The overall goal of project 3 of the University of Minnesota (UMN) Udall Center is to investigate why deep brain stimulation (DBS) therapy for Parkinson's disease (PD) works better in some individuals than in others and to develop methods to decrease the variability of DBS therapy for individual motor signs of PD. To deliver DBS therapy at a level consistent with the best responders, it is critical to investigate the (1) emergence of DBS- induced side effects that impede the delivery of more effective stimulation parameters, (2) logistical challenges in optimizing stimulation settings for each parkinsonian motor sign on an individual basis, and (3) multi-scale neurophysiological differences across the basal ganglia, thalamus, and brainstem that underlie the individual variability to DBS therapy. This project will leverage the well-characterized non-human primate model of PD (systemic MPTP) implanted with two scaled-down versions of the human DBS lead (subthalamic nucleus, STN and globus pallidus, GP). The approach involves a novel combination of high-field imaging (7T/10.5T, Imaging Core), computational neuron modeling of DBS, development of optimization algorithms based on quantitative behavioral assessments, multi-parameter regression analysis techniques (Biostatistics Core), and multi-scale electrophysiological analysis of DBS therapy that spans single-cell, ensemble, and whole-brain levels.

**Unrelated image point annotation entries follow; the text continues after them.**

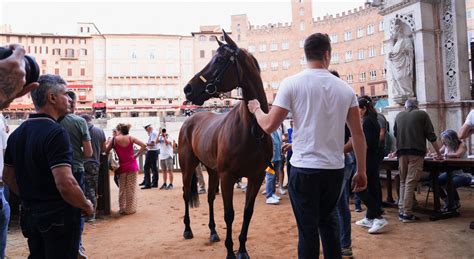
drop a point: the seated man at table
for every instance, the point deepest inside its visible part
(453, 148)
(465, 131)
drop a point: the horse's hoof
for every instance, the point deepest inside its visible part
(188, 234)
(214, 238)
(243, 255)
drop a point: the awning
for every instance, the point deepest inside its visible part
(98, 105)
(381, 103)
(80, 86)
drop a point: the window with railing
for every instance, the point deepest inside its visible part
(274, 66)
(360, 32)
(370, 29)
(373, 75)
(362, 77)
(349, 55)
(361, 54)
(69, 53)
(347, 35)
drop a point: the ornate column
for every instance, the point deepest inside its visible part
(440, 72)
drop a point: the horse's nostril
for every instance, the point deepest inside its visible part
(188, 89)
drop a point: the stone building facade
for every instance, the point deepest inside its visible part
(143, 74)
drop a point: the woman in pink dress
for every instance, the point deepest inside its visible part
(128, 170)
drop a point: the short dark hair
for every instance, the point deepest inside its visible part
(335, 73)
(72, 95)
(47, 83)
(316, 45)
(124, 128)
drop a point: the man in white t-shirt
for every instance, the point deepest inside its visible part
(465, 131)
(151, 160)
(166, 158)
(321, 104)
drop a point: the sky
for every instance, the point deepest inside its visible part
(158, 17)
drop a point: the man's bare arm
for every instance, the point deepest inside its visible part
(70, 189)
(10, 180)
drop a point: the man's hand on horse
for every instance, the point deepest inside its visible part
(359, 182)
(253, 105)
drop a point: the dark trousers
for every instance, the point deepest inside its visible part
(314, 194)
(52, 231)
(150, 164)
(288, 165)
(372, 195)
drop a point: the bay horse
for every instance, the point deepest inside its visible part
(229, 145)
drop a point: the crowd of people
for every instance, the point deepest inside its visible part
(334, 147)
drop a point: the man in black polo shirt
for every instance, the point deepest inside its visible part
(38, 163)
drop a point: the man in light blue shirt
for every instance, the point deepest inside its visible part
(151, 159)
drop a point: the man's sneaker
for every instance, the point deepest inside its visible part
(378, 225)
(81, 253)
(365, 222)
(274, 196)
(400, 216)
(282, 191)
(272, 201)
(409, 218)
(346, 252)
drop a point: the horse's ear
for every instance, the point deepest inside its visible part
(229, 40)
(218, 41)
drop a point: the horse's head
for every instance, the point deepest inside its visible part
(220, 75)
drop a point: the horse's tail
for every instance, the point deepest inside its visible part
(194, 201)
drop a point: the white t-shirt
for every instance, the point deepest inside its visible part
(470, 119)
(3, 140)
(319, 102)
(166, 151)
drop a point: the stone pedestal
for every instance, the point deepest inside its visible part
(441, 69)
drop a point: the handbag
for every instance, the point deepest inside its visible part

Aim 1 will investigate the ability for narrow DBS pulse widths to extend the therapeutic parameter space window between alleviating parkinsonian motor signs and evoking motor side-effects.
This aim will further enhance our understanding of the functional relationships between DBS parameter settings and their resultant therapeutic effect sizes and wash-in/wash-out time constants on a subject-specific, pathway-specific basis.

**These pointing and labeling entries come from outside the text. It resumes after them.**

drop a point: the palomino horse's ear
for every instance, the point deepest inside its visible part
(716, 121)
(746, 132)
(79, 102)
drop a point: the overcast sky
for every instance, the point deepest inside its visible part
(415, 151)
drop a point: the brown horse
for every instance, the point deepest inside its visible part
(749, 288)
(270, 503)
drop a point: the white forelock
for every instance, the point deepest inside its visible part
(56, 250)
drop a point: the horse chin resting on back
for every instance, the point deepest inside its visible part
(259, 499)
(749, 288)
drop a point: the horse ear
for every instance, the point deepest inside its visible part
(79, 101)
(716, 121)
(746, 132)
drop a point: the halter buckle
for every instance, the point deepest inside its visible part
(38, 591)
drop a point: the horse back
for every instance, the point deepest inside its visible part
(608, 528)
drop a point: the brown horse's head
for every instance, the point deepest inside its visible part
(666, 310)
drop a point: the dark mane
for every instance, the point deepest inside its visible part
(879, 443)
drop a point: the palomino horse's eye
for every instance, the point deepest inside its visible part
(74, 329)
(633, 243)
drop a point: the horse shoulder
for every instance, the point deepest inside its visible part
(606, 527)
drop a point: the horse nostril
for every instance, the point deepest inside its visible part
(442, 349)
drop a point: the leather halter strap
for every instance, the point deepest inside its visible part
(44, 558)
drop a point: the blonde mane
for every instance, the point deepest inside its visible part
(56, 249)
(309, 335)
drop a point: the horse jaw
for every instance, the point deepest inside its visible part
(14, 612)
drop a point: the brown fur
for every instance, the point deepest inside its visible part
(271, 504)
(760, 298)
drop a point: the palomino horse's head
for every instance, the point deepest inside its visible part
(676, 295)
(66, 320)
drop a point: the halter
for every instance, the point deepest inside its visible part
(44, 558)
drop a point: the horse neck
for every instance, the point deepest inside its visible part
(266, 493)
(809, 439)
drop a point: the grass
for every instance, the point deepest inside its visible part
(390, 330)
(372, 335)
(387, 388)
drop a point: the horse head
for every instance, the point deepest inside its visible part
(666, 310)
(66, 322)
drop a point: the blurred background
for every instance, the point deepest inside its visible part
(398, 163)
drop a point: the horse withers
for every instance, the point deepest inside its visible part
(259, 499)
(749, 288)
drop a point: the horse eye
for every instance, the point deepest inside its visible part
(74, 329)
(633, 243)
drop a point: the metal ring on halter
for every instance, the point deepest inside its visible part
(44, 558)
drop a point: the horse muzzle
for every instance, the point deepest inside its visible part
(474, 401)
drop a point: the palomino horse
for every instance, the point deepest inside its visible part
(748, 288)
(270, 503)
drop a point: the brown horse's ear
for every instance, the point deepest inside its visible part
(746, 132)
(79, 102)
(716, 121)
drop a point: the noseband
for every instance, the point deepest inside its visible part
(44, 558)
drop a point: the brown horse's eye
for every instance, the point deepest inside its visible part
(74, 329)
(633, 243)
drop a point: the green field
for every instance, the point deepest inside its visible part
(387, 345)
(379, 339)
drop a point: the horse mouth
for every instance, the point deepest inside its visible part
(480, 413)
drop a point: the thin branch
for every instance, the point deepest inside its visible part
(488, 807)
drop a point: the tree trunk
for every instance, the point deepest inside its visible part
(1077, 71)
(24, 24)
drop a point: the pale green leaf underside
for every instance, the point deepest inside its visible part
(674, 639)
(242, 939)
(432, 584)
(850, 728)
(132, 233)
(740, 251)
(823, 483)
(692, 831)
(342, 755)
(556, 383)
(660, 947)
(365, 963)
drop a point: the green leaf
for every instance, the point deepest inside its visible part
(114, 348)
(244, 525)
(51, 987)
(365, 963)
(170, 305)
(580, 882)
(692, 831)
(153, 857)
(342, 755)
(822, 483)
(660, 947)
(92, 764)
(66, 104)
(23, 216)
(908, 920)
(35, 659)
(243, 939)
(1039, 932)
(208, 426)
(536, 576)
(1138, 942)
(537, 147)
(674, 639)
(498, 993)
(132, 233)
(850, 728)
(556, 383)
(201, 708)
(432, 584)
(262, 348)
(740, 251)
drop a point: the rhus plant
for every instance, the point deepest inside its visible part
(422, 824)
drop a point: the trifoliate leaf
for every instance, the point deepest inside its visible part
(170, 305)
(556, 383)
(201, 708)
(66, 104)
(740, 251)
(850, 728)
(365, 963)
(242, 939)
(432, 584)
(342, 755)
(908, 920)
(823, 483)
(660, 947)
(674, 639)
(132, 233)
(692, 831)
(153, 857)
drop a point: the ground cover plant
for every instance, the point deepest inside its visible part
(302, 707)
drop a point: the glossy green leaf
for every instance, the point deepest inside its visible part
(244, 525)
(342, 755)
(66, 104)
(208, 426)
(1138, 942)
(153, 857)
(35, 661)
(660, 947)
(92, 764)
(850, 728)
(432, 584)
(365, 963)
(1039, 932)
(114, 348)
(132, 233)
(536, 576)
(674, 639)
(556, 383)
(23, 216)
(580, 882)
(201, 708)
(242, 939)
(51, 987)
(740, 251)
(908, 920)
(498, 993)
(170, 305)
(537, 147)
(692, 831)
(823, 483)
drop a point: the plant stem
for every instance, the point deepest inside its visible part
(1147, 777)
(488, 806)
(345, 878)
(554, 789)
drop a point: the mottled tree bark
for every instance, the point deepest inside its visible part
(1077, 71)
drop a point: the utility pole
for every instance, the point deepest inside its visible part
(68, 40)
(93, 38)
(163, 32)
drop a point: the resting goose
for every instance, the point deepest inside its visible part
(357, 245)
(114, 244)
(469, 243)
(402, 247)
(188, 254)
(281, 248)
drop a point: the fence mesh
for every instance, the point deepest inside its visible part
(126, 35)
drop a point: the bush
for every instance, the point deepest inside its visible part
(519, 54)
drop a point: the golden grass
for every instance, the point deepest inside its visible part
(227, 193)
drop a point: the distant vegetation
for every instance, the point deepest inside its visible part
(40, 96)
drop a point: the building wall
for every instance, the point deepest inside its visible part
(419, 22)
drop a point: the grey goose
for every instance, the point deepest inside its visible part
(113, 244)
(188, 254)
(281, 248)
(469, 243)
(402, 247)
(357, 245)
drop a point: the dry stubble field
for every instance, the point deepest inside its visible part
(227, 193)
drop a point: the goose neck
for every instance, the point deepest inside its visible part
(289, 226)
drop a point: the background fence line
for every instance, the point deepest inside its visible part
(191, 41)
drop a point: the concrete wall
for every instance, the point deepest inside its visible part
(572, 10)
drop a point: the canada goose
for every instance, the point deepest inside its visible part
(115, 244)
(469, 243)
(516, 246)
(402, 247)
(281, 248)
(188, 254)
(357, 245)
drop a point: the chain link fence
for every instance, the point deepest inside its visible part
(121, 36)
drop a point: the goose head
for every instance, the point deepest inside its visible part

Aim 2 will develop a novel real-time, behavior-based optimization algorithm for automatic and efficient selection of DBS parameters that minimize the expression of individual parkinsonian motor signs including rigidity, bradykinesia, akinesia, and gait/posture.

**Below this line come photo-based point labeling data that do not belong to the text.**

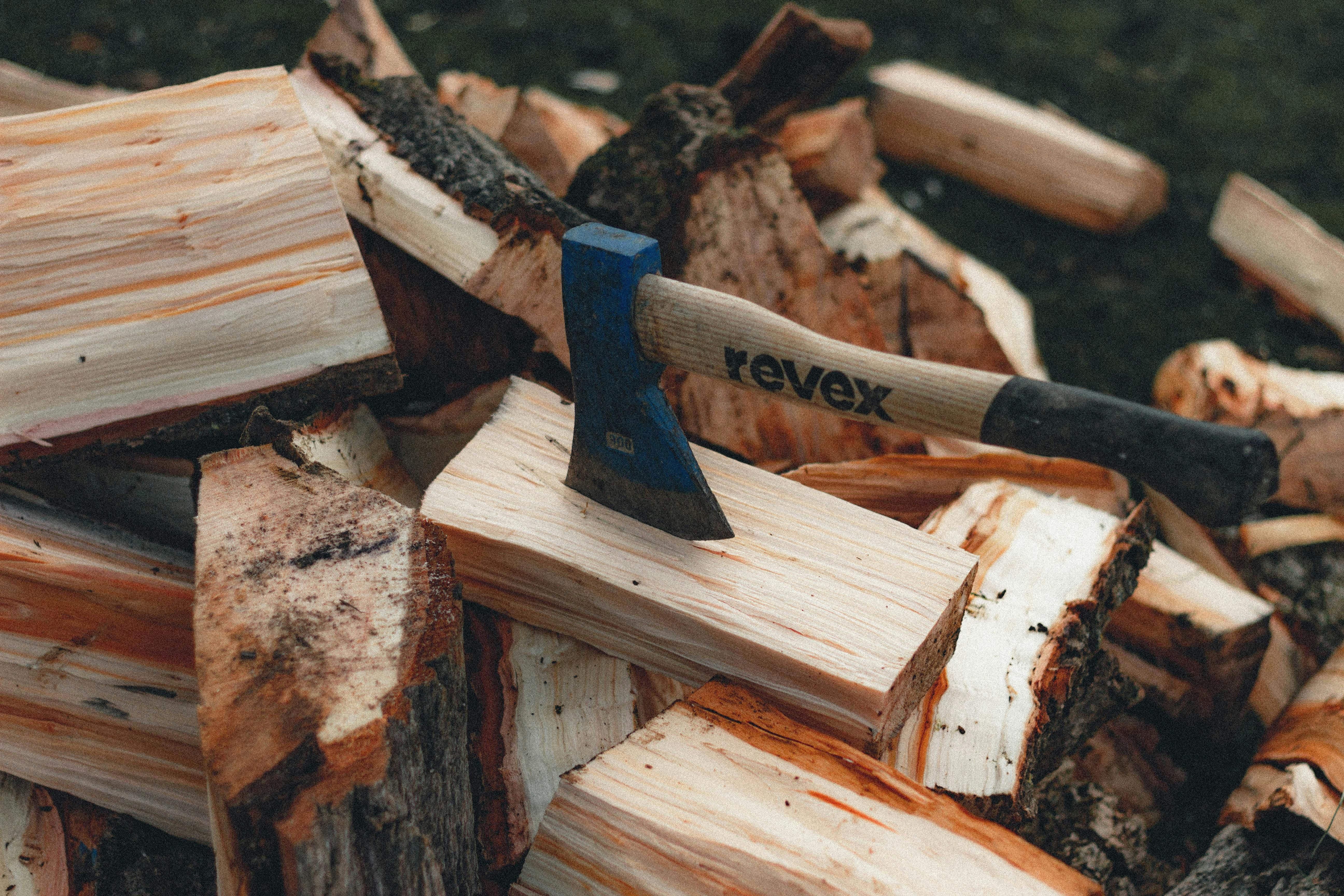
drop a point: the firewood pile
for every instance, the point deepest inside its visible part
(293, 598)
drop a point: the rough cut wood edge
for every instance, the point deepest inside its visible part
(728, 217)
(350, 443)
(832, 155)
(25, 92)
(1266, 536)
(1030, 680)
(1279, 246)
(1300, 764)
(911, 487)
(410, 170)
(1198, 628)
(1303, 412)
(541, 704)
(97, 683)
(1038, 159)
(357, 31)
(139, 320)
(146, 494)
(725, 794)
(1190, 539)
(1285, 668)
(876, 229)
(538, 553)
(334, 698)
(792, 65)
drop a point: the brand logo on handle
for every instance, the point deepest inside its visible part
(839, 390)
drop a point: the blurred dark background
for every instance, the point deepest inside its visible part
(1203, 87)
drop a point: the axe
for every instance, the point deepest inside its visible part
(626, 324)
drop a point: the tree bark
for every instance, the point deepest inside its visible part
(541, 554)
(1030, 680)
(334, 696)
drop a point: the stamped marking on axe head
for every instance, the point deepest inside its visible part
(629, 452)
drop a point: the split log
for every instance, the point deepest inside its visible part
(1266, 536)
(97, 682)
(209, 262)
(1201, 629)
(61, 845)
(550, 135)
(794, 64)
(726, 214)
(1279, 246)
(1300, 764)
(725, 794)
(1030, 680)
(1190, 539)
(538, 553)
(147, 494)
(334, 698)
(1240, 863)
(1035, 158)
(1301, 410)
(412, 171)
(911, 487)
(25, 92)
(426, 444)
(832, 155)
(1285, 668)
(542, 703)
(935, 300)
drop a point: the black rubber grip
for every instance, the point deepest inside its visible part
(1215, 473)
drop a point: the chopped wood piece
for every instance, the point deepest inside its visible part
(183, 277)
(1300, 765)
(1241, 863)
(97, 682)
(542, 554)
(1301, 410)
(333, 686)
(357, 31)
(911, 487)
(415, 172)
(350, 443)
(960, 310)
(831, 154)
(58, 845)
(792, 65)
(577, 131)
(550, 135)
(1166, 691)
(1190, 539)
(1038, 159)
(1198, 628)
(542, 703)
(1285, 668)
(1279, 246)
(728, 217)
(725, 794)
(445, 338)
(1265, 536)
(146, 494)
(426, 444)
(25, 92)
(1030, 680)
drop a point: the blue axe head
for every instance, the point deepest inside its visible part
(629, 452)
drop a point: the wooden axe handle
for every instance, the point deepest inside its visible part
(1215, 473)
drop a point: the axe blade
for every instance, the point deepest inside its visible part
(629, 452)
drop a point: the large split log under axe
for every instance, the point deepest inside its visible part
(626, 324)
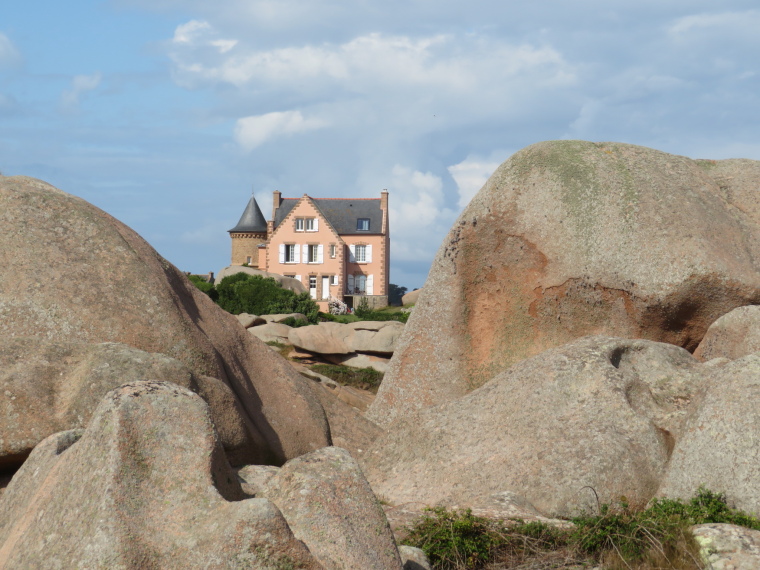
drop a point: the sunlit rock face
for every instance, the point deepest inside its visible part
(573, 238)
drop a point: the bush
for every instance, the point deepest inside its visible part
(244, 293)
(658, 536)
(205, 286)
(364, 378)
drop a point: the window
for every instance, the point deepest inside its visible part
(312, 254)
(313, 286)
(290, 253)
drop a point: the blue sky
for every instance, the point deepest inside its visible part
(165, 113)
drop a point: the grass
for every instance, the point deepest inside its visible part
(364, 378)
(622, 537)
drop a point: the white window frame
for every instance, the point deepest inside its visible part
(311, 224)
(289, 253)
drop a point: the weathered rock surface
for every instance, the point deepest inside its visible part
(719, 444)
(358, 360)
(50, 386)
(101, 282)
(147, 485)
(271, 332)
(285, 282)
(411, 297)
(571, 238)
(414, 558)
(331, 507)
(324, 338)
(375, 337)
(600, 412)
(728, 547)
(732, 336)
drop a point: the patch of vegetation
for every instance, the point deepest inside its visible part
(257, 295)
(364, 378)
(364, 313)
(205, 286)
(658, 536)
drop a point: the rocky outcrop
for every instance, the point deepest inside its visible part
(571, 238)
(53, 386)
(719, 445)
(146, 485)
(411, 297)
(600, 413)
(330, 506)
(80, 275)
(359, 344)
(271, 332)
(728, 547)
(732, 336)
(285, 282)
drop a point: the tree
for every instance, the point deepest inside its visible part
(257, 295)
(395, 293)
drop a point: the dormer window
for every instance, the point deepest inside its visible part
(307, 224)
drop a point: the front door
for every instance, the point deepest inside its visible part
(326, 287)
(313, 286)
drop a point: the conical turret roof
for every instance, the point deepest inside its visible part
(252, 219)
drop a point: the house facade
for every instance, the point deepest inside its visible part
(337, 247)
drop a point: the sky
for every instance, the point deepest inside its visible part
(167, 114)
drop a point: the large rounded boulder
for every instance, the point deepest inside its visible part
(75, 273)
(595, 419)
(572, 238)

Aim 3 will identify the subject-specific electrophysiological features that most closely correlate with the temporal and steady-state behavioral responses to DBS found in the first two aims. The simultaneous recordings will include local field potentials in the STN and GP as well as unit-spike recordings in three nuclei innervated by pallidofugal projection neurons (i.e. motor thalamus, centromedian-parafascicular complex of thalamus, and pedunculopontine nucleus). At the conclusion of the experiments, whole-brain transcription factor analysis for two metabolic markers (c-fos and egr-1) will be conducted through histological techniques to provide single-cell resolution for the neural pathways modulated by behaviorally-optimized DBS therapy. Together, these aims will provide critical new insight into the pathophysiological basis for the expression of each parkinsonian motor sign and which specific targeted pathways and electrophysiological features are most relevant to delivering the most effective and efficient level DBS therapy for each individual.